Expression Trees

Materials:

Motivating Expression Trees

We talked briefly before about how tree-like data pops up all over the place in computing and in life. Today we’ll look at one more type of tree. Here’s an example:

What do you notice about this tree?

What might this tree represent? Arithmetic! The arithmetic expression ((9*4) + 5) to be precise. The children of an operation node correspond to that operation’s inputs. We’ll read these inputs from left to right (although + and * are commutative, so for the moment I’ll disregard ordering).

Both of these representations, the tree and the expression, are equally valid. For computation, though, the tree (we’ll call it an expression tree) has advantages.
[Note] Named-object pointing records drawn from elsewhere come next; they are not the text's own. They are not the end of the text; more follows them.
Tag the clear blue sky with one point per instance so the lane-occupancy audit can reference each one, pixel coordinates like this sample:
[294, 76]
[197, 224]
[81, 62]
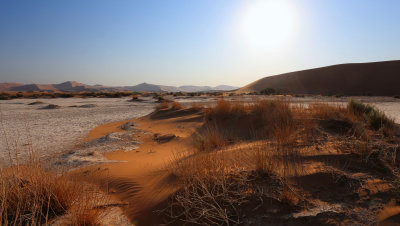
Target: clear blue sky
[196, 42]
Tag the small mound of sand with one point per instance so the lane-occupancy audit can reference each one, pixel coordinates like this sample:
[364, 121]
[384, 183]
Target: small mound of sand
[51, 106]
[127, 126]
[36, 103]
[163, 138]
[88, 106]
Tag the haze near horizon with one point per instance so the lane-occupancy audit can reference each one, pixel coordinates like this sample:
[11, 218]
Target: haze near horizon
[189, 42]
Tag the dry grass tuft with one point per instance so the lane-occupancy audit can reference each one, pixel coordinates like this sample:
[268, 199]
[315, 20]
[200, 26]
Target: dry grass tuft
[163, 105]
[176, 106]
[197, 106]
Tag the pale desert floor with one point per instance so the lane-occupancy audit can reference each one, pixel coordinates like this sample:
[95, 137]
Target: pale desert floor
[53, 131]
[57, 130]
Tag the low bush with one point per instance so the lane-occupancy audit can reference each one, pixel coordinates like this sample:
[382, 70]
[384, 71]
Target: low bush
[176, 106]
[375, 118]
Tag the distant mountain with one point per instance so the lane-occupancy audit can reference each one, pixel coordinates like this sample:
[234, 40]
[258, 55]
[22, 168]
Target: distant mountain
[6, 86]
[195, 88]
[225, 87]
[377, 78]
[72, 86]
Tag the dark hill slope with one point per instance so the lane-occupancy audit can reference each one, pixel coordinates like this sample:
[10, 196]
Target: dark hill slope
[378, 78]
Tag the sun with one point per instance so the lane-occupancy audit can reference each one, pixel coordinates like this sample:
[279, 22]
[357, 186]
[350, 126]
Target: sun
[268, 25]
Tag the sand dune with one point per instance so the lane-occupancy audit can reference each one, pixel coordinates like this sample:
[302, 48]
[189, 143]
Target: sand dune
[378, 78]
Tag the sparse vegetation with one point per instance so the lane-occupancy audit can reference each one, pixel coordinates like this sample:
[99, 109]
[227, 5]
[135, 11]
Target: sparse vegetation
[217, 185]
[176, 105]
[375, 118]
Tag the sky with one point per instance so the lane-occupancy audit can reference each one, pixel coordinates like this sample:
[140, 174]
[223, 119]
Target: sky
[189, 42]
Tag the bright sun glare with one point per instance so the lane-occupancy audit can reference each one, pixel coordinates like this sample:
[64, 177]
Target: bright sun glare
[268, 25]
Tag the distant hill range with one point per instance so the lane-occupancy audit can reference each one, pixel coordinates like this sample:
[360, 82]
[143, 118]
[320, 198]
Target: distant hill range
[72, 86]
[377, 78]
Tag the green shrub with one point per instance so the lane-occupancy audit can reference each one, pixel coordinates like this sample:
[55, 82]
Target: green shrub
[375, 118]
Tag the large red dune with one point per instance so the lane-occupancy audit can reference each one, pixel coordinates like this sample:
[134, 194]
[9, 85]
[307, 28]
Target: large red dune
[378, 78]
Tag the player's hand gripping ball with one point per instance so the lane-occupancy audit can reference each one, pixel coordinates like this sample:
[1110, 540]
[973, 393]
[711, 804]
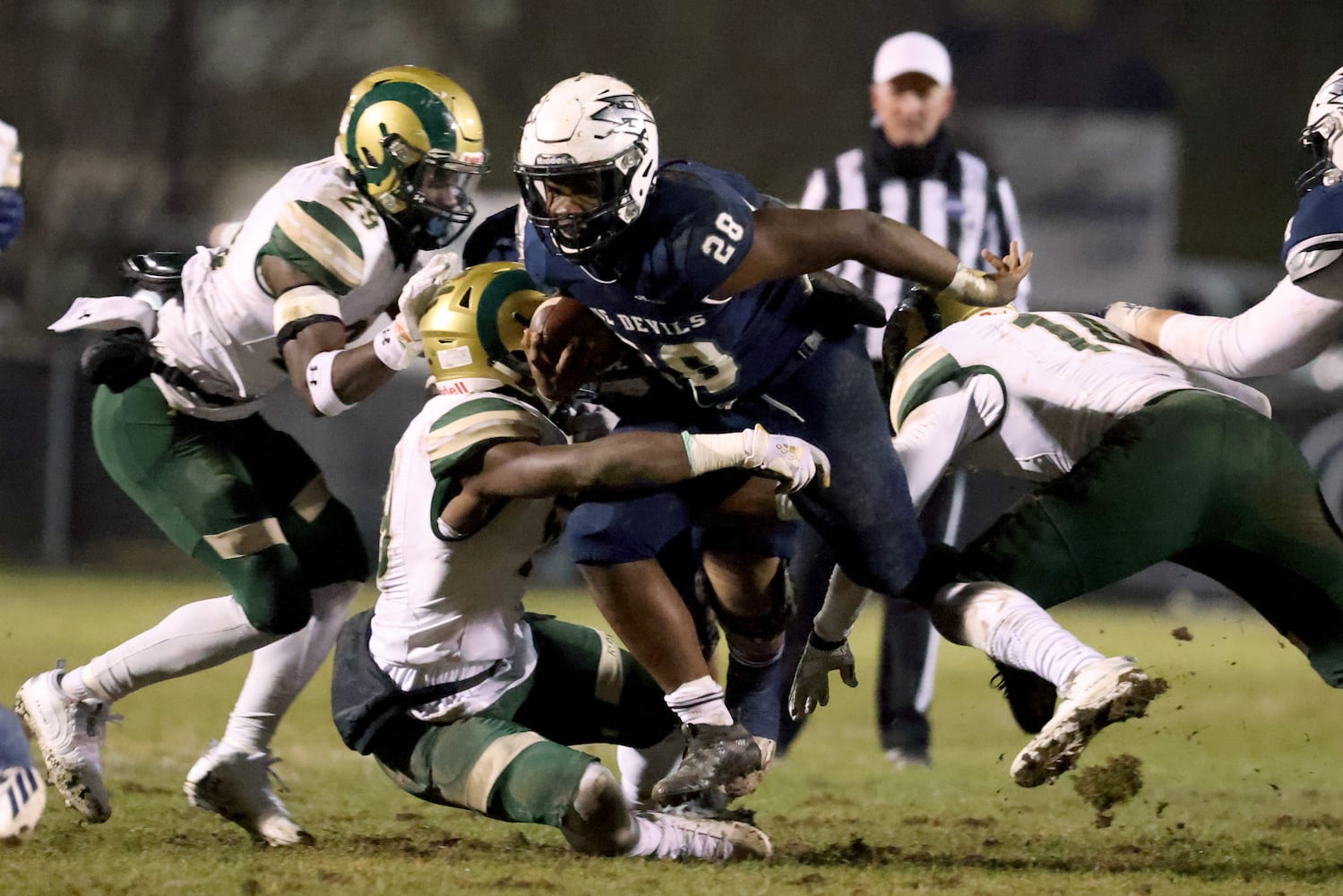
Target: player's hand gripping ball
[567, 346]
Here are two more perfectly good trees, representing 4 and (5 + ((4 * 2) - 7 )) respectively:

Notice how the parentheses in the expressions echo the “levels” of the corresponding expression tree.

What would an invalid tree look like? Maybe something like:

What about

which represents a division by zero: (10 / 0)? Here something is wrong, but is it the same kind of problem? We can explore the difference in Python.
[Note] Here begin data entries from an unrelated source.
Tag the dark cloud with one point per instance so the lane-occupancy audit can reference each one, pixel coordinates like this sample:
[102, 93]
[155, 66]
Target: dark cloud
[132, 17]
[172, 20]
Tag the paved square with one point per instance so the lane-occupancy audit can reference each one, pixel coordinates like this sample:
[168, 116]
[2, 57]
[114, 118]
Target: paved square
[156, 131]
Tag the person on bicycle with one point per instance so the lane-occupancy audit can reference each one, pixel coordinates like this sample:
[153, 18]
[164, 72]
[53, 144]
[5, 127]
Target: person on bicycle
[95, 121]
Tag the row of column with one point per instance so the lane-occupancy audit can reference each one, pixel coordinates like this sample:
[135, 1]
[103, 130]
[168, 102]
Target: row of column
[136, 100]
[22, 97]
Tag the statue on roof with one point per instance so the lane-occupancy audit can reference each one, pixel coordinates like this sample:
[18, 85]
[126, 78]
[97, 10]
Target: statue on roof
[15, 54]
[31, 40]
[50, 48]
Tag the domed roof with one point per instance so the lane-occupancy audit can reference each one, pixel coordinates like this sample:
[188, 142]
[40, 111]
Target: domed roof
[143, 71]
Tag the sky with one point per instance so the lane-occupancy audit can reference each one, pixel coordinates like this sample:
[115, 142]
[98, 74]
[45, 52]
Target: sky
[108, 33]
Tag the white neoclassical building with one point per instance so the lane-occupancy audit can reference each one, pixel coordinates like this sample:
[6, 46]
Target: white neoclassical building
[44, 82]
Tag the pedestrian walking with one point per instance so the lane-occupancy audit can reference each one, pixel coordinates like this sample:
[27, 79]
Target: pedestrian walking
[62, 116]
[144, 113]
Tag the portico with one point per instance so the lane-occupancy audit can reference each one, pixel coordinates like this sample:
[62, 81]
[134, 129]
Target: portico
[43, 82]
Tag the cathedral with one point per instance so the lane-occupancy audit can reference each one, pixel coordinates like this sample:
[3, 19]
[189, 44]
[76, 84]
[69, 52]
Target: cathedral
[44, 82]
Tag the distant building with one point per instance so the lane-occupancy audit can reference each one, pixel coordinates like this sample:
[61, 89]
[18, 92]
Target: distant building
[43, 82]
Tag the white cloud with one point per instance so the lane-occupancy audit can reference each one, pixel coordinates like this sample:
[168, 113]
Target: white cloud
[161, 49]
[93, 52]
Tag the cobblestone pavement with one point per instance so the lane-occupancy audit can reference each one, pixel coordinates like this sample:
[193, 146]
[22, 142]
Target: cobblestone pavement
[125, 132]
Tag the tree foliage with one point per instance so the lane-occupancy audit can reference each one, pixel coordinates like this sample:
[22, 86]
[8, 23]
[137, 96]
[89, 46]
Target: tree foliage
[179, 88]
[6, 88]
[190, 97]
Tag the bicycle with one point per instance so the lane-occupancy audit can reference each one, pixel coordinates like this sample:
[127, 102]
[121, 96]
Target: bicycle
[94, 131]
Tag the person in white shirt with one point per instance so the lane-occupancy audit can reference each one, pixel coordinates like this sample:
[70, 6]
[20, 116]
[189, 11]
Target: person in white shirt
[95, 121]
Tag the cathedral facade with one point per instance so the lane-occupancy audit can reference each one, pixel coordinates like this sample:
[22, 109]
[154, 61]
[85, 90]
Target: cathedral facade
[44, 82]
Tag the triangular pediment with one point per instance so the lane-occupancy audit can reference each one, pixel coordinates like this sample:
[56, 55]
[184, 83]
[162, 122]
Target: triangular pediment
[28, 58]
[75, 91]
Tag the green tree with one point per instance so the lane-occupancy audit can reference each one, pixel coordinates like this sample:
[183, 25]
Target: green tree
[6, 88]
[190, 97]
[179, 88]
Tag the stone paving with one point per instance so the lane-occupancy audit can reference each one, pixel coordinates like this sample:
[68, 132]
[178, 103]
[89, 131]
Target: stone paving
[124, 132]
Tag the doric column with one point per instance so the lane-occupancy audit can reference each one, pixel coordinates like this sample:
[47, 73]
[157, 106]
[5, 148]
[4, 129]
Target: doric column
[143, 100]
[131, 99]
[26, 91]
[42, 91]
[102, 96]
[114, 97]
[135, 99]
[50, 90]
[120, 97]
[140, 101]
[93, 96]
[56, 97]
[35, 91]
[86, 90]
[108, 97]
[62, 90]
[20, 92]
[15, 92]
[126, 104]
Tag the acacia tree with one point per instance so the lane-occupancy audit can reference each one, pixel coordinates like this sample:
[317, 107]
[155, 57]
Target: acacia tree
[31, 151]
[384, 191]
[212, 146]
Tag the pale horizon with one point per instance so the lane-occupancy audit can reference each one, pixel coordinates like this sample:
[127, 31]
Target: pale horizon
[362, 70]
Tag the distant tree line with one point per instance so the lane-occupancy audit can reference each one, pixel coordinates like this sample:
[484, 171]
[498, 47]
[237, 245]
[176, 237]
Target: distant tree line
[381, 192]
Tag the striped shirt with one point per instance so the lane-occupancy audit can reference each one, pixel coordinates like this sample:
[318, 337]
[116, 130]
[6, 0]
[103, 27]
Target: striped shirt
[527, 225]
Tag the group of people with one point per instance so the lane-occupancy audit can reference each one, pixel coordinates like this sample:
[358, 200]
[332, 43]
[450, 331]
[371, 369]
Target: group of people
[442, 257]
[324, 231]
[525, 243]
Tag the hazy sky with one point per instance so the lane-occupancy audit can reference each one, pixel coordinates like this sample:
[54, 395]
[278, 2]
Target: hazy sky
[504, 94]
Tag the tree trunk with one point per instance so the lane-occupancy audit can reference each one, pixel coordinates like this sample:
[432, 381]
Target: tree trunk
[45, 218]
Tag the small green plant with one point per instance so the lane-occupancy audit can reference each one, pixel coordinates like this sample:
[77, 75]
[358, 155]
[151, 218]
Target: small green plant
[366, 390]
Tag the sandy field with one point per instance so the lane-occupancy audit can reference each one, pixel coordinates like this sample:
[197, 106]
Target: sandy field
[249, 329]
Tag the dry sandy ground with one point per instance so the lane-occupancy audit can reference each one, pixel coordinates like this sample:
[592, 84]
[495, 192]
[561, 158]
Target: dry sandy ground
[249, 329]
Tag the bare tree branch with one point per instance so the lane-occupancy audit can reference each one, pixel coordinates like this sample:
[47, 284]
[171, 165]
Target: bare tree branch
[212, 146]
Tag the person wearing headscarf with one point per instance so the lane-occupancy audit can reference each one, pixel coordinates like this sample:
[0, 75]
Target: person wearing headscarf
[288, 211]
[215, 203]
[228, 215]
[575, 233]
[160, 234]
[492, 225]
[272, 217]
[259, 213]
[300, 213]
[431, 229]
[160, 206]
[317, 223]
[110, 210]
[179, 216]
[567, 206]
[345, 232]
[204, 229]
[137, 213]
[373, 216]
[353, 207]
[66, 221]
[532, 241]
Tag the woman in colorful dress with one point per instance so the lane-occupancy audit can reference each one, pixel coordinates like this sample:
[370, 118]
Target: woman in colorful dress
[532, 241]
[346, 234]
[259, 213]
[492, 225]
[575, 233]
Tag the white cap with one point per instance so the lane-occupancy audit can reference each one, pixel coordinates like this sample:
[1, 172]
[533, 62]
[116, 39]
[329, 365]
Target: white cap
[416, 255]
If I write 10 / 0 in Python, the program runs and I get a ZeroDivisionError. But if I write 1 2 3 in Python I get a SyntaxError: the program doesn’t run, because Python can’t infer its meaning.

Implementing Expression Trees

There are a lot of things we might want to do with an expression tree. Three of the most common are:

String to tree: parsing

Parsing is out of scope for 112, and is usually far harder than writing __repr__. (This is why we gave you a parser for HTML trees.)
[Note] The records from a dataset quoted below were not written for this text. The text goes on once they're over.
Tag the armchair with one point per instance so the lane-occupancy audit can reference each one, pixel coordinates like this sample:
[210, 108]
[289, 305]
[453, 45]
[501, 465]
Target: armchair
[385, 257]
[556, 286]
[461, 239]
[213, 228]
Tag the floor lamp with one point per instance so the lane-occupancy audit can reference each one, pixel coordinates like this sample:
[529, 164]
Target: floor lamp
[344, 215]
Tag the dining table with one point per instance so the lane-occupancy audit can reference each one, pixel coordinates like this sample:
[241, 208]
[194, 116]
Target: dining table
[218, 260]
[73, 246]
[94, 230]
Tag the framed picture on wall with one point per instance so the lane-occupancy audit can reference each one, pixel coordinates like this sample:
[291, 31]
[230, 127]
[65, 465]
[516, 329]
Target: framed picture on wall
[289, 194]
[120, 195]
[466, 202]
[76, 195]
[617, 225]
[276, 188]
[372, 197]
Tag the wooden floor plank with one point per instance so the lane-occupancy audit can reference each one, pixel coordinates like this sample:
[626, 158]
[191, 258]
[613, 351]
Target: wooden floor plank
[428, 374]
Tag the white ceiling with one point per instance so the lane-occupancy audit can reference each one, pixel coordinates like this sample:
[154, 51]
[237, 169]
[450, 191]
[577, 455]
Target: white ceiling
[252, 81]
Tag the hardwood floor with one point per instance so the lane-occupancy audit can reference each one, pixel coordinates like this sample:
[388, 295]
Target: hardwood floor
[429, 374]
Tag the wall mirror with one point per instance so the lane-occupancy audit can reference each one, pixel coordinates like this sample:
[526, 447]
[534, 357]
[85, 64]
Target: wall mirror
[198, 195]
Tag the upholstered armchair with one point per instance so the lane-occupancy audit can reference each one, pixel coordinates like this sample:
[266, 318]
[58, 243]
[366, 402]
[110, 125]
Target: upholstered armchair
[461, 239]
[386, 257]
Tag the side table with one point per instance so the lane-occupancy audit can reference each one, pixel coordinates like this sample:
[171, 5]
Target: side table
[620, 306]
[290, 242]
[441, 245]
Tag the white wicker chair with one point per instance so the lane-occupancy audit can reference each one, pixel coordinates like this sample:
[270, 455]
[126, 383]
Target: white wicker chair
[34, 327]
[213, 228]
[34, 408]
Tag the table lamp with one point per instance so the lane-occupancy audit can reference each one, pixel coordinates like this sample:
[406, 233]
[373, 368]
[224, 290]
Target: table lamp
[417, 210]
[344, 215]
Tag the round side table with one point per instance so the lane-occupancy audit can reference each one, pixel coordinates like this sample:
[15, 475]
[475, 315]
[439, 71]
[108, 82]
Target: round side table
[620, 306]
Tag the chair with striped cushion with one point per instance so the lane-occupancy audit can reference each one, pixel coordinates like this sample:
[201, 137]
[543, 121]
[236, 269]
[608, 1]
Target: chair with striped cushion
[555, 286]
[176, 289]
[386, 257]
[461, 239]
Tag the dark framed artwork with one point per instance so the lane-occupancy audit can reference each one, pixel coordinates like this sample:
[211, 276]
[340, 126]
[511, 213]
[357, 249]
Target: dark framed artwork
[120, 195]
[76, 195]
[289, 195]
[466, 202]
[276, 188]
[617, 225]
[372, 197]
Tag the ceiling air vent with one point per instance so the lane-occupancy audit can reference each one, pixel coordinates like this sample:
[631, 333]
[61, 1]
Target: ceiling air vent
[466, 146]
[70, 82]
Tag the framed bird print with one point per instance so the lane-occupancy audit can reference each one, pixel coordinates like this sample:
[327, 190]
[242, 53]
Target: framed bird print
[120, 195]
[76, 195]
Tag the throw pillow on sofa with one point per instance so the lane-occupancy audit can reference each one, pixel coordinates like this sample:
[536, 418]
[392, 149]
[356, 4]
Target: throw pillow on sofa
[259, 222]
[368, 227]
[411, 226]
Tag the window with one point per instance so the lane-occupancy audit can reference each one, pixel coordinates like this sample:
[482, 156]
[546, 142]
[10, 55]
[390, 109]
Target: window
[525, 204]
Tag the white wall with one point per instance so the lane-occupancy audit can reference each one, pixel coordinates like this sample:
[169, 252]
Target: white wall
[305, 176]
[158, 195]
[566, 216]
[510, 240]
Why is parsing hard? Lots of reasons, but consider producing a tree for the expression string 1 + 2 * 3. Without knowing the rules of precedence for arithmetic, this expression is ambiguous: there are multiple potential trees it could correspond to ((1+2)*3 and 1+(2*3)), and those trees even produce different values!

If you’re curious about how parsing works, check out CSCI 1260. For now, we’ll always start with an expression tree directly.

Tree to string: __repr__ (Part 1)

Before we can convert trees into strings, we need to implement trees themselves.

What do these arithmetic expressions look like as Python classes? There are multiple ways to represent them. Let’s be guided by a convenient design principle: invalid trees should, ideally, be impossible to create. For instance, we’d like to make it impossible to create a tree with 12 as an internal node, or + as a leaf. This is analogous to Python’s syntax error when given 1 2 3: there’s no expression tree to represent this because it’s not valid Python.

We’ll have different classes for different kinds of node. Here, we have two very different notions: operations, which can only be internal nodes of the tree, and values, which can only be leaf nodes.

class Value:
    def __init__(self, value):
        self.value = value
    
class Operation:
    def __init__(self, op:str, left, right):
        self.op = op
        self.left = left
        self.right = right

We could improve on this (e.g., by raising an error if an Operation gets created with an invalid operator) but let’s move forward for now.

Tree to string: __repr__ (Part 1)

Now let’s write __repr__ methods for each class. Actually, let’s do a bit more. In the past, we’ve seen that there are two different “convert to string” methods in Python, __repr__ (for the use of programmers) and __str__ (for the use of regular users). Let’s use this opportunity to demonstrate the different uses of __repr__ and __str__.

Values

A value is just a single value. If we’re representing it for our own debugging use, we should probably tag it as a Value class, and say what it contains. But if we’re representing it for a user, we should probably just give the value itself. We’ll do that like this:

    def __repr__(self):
        return f'Value({self.value})'
    def __str__(self):
        return str(self.value)

Operations

Operations are a bit more complex. Not only do we need to account for their left and right children, but we need to make sure that the recursive structure of the whole tree gets explored.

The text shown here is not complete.